The presence of DNA double-strand breaks during mitosis is particularly challenging for the cell as it produces broken chromosomes lacking a centromere. This situation can cause genomic instability due to improper segregation of the broken fragments into daughter cells. We have previously uncovered a process by which broken chromosomes are faithfully transmitted, via the BubR1 and Polo-dependent tethering of the two broken chromosome ends. We now demonstrated that BubR1 requires interaction with Bub3 to localize on the broken chromosome fragments and to mediate their proper segregation. We also found that Cdc20, a co-factor of the E3 ubiquitin ligase Anaphase-Promoting-Complex/Cyclosome (APC/C), accumulates on DNA lesions in a BubR1 KEN box-dependent manner. A biosensor for APC/C activity revealed a BubR1-dependent local inhibition of APC/C around the segregating broken chromosomes. We therefore propose that the Bub3/BubR1 complex on broken DNA inhibits the APC/C locally via the sequestration of Cdc20, thus promoting proper transmission of broken chromosomes.
2. The second mechanism involves the coordination of chromosome segregation with cell cleavage.
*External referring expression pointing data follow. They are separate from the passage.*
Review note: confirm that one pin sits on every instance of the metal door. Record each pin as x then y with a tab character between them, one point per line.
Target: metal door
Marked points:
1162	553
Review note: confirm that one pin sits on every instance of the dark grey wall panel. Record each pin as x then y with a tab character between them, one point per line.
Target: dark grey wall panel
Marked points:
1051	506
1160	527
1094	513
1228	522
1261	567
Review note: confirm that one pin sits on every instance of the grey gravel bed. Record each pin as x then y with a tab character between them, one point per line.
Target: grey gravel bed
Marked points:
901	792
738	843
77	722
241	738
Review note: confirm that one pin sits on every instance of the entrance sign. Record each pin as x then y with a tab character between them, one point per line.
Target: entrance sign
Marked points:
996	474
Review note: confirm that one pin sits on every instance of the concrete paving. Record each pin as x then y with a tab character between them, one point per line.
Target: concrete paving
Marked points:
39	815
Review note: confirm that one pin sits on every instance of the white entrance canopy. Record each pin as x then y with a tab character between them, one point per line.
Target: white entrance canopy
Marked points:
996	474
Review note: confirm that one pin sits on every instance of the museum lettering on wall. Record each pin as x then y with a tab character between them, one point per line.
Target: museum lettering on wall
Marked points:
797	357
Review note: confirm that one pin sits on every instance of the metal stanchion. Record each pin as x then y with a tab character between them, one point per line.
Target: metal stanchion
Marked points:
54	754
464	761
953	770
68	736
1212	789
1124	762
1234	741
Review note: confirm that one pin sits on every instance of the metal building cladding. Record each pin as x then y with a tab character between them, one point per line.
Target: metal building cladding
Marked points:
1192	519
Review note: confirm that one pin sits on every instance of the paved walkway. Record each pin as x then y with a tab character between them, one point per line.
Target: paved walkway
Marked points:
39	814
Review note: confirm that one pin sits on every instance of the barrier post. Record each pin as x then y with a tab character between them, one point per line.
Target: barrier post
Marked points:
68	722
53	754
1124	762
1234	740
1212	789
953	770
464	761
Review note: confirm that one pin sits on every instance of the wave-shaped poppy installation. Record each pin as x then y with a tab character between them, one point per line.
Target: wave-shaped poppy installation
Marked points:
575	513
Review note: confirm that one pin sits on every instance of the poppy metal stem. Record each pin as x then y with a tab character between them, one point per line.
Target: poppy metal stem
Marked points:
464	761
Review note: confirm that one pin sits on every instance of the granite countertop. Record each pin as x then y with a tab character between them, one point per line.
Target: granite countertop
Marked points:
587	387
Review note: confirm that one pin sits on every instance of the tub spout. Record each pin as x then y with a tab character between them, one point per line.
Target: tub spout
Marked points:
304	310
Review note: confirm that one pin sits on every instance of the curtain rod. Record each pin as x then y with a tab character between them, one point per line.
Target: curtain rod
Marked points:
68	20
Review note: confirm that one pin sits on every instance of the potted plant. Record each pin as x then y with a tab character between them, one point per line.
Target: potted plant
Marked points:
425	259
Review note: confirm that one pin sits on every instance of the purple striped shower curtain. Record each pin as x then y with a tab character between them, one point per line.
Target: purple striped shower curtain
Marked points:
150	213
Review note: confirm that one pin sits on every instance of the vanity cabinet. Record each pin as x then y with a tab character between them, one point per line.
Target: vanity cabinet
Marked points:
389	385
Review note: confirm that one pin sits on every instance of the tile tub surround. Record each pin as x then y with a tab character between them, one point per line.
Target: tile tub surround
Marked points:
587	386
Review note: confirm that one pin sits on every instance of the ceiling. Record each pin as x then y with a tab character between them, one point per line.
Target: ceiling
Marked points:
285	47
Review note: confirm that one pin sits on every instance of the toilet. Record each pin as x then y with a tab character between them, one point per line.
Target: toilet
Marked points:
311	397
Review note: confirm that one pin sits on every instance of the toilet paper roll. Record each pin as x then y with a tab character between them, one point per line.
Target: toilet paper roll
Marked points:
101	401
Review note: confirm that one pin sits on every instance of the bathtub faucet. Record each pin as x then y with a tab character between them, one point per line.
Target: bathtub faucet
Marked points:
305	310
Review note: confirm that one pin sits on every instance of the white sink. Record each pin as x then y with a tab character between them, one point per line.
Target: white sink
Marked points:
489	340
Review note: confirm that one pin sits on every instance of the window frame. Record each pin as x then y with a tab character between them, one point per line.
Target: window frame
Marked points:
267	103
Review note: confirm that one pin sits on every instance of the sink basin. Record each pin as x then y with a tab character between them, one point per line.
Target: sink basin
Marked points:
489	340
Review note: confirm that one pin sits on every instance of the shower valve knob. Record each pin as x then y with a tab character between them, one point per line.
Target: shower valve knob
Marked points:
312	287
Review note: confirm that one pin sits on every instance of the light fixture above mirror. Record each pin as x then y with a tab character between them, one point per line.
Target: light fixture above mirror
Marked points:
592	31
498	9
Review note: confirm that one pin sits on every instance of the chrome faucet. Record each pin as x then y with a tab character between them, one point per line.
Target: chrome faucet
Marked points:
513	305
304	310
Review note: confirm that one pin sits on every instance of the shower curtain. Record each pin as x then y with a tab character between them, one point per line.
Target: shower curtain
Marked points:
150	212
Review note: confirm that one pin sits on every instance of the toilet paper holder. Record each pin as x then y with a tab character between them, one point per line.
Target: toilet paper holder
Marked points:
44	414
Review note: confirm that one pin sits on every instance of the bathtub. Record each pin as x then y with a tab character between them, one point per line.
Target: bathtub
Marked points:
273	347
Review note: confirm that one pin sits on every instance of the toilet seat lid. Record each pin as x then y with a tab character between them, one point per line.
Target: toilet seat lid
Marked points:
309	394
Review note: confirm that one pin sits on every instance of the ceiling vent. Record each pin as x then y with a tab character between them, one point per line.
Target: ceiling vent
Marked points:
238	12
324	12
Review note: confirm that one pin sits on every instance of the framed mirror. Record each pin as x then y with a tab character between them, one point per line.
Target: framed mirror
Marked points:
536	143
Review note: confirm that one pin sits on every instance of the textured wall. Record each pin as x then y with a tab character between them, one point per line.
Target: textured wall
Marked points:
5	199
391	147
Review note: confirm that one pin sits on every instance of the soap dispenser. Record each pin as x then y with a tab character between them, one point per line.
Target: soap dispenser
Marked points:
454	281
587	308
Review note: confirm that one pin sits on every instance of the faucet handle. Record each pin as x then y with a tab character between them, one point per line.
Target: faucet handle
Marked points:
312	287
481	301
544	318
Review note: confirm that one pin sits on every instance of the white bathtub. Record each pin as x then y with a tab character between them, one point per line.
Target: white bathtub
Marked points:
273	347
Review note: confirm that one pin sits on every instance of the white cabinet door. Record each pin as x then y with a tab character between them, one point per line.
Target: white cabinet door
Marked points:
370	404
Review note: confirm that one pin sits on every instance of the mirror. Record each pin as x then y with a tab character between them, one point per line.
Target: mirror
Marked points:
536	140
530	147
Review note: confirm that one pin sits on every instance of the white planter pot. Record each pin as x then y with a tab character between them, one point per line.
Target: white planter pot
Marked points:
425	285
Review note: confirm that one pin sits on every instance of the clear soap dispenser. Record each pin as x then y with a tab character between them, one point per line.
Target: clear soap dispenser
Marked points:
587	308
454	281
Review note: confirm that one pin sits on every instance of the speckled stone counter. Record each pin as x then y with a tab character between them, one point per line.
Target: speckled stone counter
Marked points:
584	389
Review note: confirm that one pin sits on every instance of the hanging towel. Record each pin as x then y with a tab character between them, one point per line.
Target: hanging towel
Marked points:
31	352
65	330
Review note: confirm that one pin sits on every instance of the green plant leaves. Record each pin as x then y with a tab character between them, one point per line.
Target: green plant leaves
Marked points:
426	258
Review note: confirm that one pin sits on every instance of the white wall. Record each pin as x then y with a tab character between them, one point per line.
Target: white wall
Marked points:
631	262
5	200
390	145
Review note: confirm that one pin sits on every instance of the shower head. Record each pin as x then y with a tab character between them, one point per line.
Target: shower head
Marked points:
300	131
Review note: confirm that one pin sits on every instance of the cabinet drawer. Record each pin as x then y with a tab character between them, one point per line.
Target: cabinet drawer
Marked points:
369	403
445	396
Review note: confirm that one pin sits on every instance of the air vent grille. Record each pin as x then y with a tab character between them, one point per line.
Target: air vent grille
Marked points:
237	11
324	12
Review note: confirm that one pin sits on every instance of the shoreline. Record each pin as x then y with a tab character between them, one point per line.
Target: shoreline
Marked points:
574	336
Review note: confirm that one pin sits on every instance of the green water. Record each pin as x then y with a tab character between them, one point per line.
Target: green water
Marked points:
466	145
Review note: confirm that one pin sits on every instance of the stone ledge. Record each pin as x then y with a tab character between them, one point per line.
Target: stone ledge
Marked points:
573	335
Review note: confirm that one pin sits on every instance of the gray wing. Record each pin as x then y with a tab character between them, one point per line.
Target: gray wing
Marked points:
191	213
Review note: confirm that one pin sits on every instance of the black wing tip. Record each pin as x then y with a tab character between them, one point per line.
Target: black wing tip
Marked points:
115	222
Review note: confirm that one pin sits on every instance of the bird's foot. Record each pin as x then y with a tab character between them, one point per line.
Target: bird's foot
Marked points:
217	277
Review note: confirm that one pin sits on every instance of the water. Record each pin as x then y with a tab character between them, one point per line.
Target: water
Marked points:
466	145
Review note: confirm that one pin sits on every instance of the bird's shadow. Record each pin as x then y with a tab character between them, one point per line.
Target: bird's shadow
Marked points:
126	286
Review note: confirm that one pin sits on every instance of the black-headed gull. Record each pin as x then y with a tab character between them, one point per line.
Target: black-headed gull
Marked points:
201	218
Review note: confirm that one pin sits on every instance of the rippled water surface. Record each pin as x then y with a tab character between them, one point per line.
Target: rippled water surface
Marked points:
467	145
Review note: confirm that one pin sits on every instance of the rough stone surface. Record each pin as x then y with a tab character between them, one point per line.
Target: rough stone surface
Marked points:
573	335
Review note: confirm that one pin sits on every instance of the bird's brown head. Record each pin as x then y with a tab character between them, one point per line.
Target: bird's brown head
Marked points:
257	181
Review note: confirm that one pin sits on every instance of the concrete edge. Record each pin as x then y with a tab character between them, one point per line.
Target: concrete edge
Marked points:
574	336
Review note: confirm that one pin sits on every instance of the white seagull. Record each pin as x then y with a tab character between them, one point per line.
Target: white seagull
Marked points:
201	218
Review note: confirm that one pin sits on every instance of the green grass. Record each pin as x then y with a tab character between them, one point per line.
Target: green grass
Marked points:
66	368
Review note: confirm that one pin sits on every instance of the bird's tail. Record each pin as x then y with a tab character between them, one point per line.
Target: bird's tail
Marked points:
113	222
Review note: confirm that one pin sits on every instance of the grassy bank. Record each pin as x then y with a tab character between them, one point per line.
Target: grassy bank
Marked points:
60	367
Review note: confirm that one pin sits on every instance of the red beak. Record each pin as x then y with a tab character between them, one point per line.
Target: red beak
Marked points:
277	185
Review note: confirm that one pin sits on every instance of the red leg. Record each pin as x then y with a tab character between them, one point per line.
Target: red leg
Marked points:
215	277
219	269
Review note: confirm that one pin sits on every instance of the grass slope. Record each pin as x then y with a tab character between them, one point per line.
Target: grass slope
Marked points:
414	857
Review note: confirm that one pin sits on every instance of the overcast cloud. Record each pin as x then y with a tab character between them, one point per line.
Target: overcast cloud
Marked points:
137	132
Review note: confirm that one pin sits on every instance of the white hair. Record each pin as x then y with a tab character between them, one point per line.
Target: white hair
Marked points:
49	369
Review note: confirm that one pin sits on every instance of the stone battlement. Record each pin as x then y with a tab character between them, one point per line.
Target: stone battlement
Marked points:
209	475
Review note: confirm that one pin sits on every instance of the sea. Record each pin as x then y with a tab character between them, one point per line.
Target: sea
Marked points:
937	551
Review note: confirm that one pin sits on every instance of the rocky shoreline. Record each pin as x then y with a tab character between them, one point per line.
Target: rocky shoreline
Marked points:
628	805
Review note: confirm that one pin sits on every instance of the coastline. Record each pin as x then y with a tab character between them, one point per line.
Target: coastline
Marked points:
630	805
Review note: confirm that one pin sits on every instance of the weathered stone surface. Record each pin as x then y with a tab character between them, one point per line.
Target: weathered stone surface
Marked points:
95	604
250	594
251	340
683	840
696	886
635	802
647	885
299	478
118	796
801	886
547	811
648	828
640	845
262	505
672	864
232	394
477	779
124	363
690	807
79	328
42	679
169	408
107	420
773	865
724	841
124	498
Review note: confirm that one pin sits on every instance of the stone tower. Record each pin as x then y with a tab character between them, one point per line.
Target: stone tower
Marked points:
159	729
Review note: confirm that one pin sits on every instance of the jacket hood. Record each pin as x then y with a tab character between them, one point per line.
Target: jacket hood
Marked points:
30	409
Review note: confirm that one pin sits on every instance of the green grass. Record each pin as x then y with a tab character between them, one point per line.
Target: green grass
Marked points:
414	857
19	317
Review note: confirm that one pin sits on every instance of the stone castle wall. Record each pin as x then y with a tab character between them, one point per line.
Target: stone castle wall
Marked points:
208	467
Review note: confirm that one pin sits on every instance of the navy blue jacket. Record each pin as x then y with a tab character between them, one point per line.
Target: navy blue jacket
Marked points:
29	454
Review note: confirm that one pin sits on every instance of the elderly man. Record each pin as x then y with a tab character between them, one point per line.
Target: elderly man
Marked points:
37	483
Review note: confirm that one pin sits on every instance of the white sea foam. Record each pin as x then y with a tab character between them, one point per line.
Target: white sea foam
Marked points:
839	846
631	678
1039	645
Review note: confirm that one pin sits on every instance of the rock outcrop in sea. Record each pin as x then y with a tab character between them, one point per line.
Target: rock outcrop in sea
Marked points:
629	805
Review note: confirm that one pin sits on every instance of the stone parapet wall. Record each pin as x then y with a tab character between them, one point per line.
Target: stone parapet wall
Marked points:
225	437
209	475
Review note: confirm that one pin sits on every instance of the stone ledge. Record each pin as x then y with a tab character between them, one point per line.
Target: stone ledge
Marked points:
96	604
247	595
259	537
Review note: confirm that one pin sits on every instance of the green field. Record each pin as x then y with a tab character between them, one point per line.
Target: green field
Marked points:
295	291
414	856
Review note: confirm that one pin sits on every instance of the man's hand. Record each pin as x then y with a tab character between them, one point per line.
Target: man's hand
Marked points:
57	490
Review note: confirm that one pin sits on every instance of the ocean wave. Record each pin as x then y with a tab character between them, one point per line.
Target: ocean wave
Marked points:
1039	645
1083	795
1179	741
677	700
Chromosome segregation must be coordinated with cell division to ensure proper transmission of the genetic material into daughter cells. Our group identified a mechanism by which Drosophila neuroblats coordinate chromosome segregation with cell cleavage. Cells adapt to trailing chromatids by transiently elongating, thus clearing trailing chromatids from the midzone during anaphase. We now provide new insights into the mechanisms underlying adaptive cell elongation. Cells with trailing chromatids undergo two phases of adaptive elongation. The first phase relies on the establishment of a wide contractile ring. The second phase requires an unsuspected myosin outward flux from the contractile ring toward the polar cortex. We found that myosin efflux is a novel feature of cytokinesis as it occurs in all cell types examined regardless of the presence of trailing chromatids. In control cells, the time of myosin efflux is brief and myosin disappears from the cortex upon completion of nuclear envelope reformation (NER). In contrast, cells with trailing chromatids exhibit an extended duration of myosin efflux concomitant with a delay in NER. During the prolonged efflux, myosin reorganizes transiently into ectopic broad contractile rings, providing forces for the second adaptive cell elongation. A decrease in RhoGEF Pebble/Ect2 activity impedes myosin efflux and adaptive cell elongation. Conversely, the preclusion of Pebble nuclear sequestration at telophase induces prolonged myosin efflux, cell elongation and extensive blebbing, even in the absence of trailing chromatid arms. We propose that the coordination of chromatid segregation, myosin efflux and NER allows adaptive cell elongation to clear chromatid arms from the cleavage plane before the completion of cytokinesis.